Rédigé le 20 octobre 2025 .
Par : la rédaction de Corbeaunews-Centrafrique (CNC).
Le gouvernement centrafricain à travers le ministre de la justice salue avec triomphalisme une décision de la Cour pénale internationale (CPI) qu’il interprète à sa convenance. Mais derrière les applaudissements officiels, la réalité juridique contredit le récit vanté par le ministre de la Justice, Arnaud Djoubaye Abazène, ancien chef rebelle devenu Garde des Sceaux.
Le 23 septembre 2025, le ministère de la Justice a publié un communiqué se félicitant que la CPI ait « reconnu la capacité de la Cour pénale spéciale (CPS) à juger Edmond Beïna ». Présentée comme une victoire nationale et un signe de « confiance » dans la justice centrafricaine, cette lecture relève davantage de la propagande que du droit.
La CPI n’a pas « salué » la justice centrafricaine. Elle a simplement rappelé le principe de complémentarité prévu par le Statut de Rome : si une juridiction nationale, ou hybride, comme la CPS, a déjà engagé des procédures crédibles, la CPI se dessaisit. Dans le cas Beïna, ce dernier est détenu depuis plusieurs années à la prison du camp de Roux par décision de la CPS, et les juges de La Haye n’ont fait qu’appliquer la procédure habituelle.

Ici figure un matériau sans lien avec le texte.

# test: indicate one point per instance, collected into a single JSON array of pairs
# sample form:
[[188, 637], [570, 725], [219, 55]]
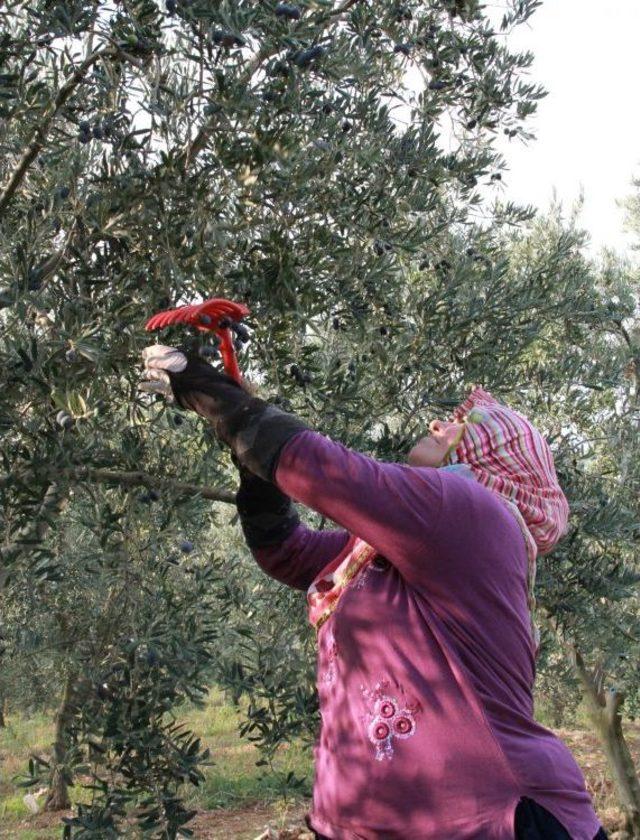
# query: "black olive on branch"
[[288, 11]]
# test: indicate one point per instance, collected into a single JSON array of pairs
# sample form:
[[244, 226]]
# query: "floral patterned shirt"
[[425, 669]]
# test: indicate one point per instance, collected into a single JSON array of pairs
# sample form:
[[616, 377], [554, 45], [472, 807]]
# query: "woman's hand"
[[254, 430], [159, 360]]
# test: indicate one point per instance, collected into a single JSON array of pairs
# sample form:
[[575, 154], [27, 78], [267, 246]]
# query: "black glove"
[[267, 515], [254, 429]]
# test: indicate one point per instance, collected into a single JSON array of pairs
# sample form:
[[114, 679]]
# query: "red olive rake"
[[210, 316]]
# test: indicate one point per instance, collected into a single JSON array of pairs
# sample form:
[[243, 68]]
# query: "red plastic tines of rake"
[[206, 317]]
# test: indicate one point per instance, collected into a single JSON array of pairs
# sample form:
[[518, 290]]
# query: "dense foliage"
[[278, 155]]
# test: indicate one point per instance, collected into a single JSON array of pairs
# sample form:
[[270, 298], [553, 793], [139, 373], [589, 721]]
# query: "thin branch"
[[139, 478], [34, 532], [38, 138], [201, 138]]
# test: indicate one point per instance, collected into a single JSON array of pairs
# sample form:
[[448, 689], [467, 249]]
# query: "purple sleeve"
[[303, 554], [392, 507]]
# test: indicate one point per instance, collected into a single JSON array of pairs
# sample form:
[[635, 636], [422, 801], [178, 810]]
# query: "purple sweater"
[[425, 669]]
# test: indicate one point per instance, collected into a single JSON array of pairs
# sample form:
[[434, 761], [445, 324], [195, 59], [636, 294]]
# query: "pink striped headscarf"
[[509, 456]]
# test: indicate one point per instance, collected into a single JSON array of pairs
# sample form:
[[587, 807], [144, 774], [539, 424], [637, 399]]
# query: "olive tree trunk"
[[604, 710], [58, 794]]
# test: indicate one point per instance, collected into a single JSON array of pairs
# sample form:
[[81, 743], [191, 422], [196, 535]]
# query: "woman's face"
[[431, 451]]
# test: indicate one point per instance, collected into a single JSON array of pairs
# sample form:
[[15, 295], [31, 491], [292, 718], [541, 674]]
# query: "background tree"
[[154, 156]]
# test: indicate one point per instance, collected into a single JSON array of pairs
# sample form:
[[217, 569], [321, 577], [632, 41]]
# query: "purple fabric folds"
[[425, 670]]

Ceci est vraiment une manipulation politique. Le communiqué officiel du ministère de la justice transforme cette règle technique en une validation politique du régime Touadéra. « La justice centrafricaine a atteint un niveau de satisfaction remarquable », ose écrire le ministère, allant jusqu’à présenter la décision comme une « marque de confiance » de la communauté internationale.

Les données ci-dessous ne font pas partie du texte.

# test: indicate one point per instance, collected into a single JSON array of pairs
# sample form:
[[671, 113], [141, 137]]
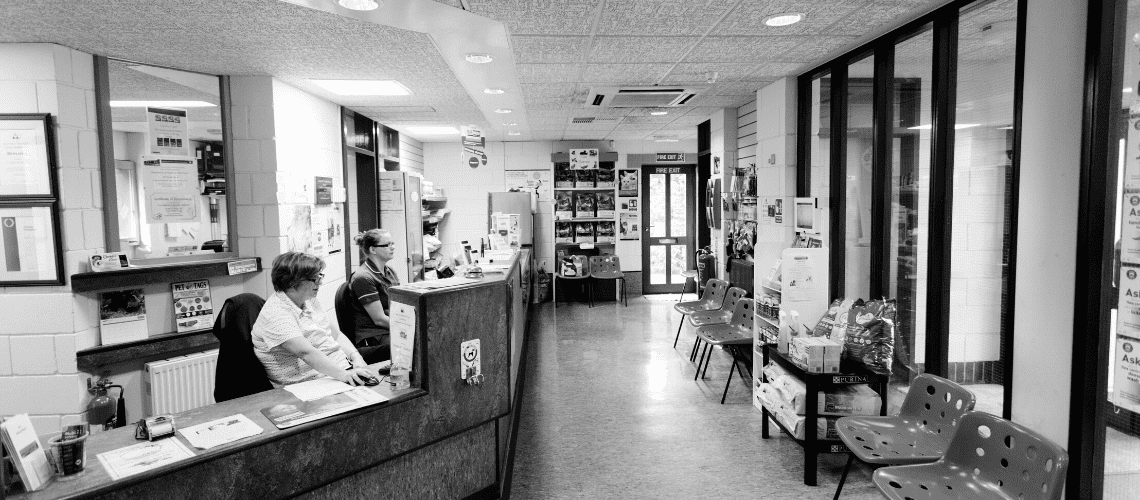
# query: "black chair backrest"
[[239, 371], [345, 317]]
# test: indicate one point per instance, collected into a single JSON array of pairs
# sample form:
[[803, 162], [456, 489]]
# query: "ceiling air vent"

En réalité, la justice centrafricaine est une juridiction sous tutelle russe, totalement soumise au groupe Wagner. Ce sont les mercenaires russes qui décident des peines, qui interviennent dans les prisons, qui libèrent ou enferment selon les ordres du pouvoir.
Le cas du ministre Hassan Bouba, ex-chef rebelle de l’UPC et aujourd’hui ministre, démontre cette dérive. Arrêté par la CPS sur décision judiciaire, il avait été incarcéré à la prison du camp de Roux avant d’être libéré de force par Wagner une semaine plus tard, sous le regard complice du Président Touadera. Malgré cette affaire scandaleuse, Hassan Bouba a retrouvé son poste au gouvernement deux jours après sa libération, preuve éclatante que la justice centrafricaine n’a aucune autorité réelle face aux instructions russes.
En plus, le ministre de la Justice est aussi sans légitimité morale. La mise en scène organisée par Arnaud Djoubaye Abazène illustre cette dérive. L’ancien chef rebelle de la Séléka, recyclé au gouvernement, instrumentalise chaque occasion pour se présenter en gardien de l’État de droit. Pourtant, les prisons centrafricaines regorgent de détenus politiques et d’opposants arrêtés sans procès équitable. L’enlèvement de l’ancien ministre Armel Sayo le 7 juillet 2025 durant 30 jours, puis depuis le 15 septembre 2025 reste, à ce jour, sans explication crédible.
À l’inverse, des figures proches du régime bénéficient d’une impunité totale, malgré des accusations graves de crimes de guerre ou de corruption. Cette réalité contraste avec les déclarations officielles d’un « combat contre l’impunité ».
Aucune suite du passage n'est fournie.